Chi-squared test in SciPy - Time & Space Complexity
We want to understand how the time needed to run a chi-squared test changes as the data size grows.
Specifically, how does the test's execution time grow when we have more categories or observations?
Analyze the time complexity of the following code snippet.
import numpy as np
from scipy.stats import chi2_contingency
# Create a contingency table with n rows and m columns
n, m = 100, 5
data = np.random.randint(1, 10, size=(n, m))
# Perform chi-squared test
chi2, p, dof, expected = chi2_contingency(data)
This code creates a table of counts and runs the chi-squared test to check if rows and columns are independent.
Identify the loops, recursion, array traversals that repeat.

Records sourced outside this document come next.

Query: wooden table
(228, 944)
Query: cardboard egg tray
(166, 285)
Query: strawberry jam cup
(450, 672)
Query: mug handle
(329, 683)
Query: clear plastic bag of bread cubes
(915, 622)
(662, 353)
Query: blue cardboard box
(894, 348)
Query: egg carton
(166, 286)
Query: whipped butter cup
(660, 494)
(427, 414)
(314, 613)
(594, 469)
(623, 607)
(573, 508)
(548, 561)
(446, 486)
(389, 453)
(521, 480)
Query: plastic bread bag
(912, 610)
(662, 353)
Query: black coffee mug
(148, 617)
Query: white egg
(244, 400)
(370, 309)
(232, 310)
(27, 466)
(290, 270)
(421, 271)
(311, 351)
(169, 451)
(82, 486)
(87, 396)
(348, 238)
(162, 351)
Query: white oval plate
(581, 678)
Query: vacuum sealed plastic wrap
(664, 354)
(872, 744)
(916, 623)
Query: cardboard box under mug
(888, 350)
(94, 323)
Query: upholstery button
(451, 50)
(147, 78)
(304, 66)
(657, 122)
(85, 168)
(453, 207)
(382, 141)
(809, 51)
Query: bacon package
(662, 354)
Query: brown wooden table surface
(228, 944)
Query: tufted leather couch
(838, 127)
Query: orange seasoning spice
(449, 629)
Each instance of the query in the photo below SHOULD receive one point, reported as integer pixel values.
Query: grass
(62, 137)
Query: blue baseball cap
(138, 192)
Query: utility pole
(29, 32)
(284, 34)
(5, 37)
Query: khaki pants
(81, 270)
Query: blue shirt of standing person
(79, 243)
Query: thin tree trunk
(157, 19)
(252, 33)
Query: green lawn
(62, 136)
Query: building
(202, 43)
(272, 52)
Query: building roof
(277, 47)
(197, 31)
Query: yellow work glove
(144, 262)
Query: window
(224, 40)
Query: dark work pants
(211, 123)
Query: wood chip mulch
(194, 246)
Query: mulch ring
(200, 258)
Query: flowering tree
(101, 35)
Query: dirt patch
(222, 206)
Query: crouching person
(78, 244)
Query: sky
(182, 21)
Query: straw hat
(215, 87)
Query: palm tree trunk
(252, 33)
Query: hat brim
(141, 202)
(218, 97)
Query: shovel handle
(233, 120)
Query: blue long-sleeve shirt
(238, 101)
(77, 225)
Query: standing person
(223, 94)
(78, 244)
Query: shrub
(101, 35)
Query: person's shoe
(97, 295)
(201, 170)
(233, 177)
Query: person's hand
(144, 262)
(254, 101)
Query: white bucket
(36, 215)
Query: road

- Primary operation: Calculating expected frequencies and summing over all cells in the contingency table.
- How many times: Once for each cell in the table, so n times m.
As the number of rows or columns increases, the number of cells grows, so the work grows too.
| Input Size (n x m) | Approx. Operations |
|---|---|
| 10 x 5 | 50 |
| 100 x 5 | 500 |
| 1000 x 5 | 5000 |
Pattern observation: The operations grow roughly in direct proportion to the number of cells in the table.
Time Complexity: O(n * m)
This means the time needed grows linearly with the total number of cells in the contingency table.
[X] Wrong: "The chi-squared test runs in constant time no matter the data size."
[OK] Correct: The test must look at every cell to calculate expected counts and contributions, so more data means more work.
Understanding how the chi-squared test scales helps you explain performance when working with larger datasets in real projects.
"What if we changed the contingency table to be square with n rows and n columns? How would the time complexity change?"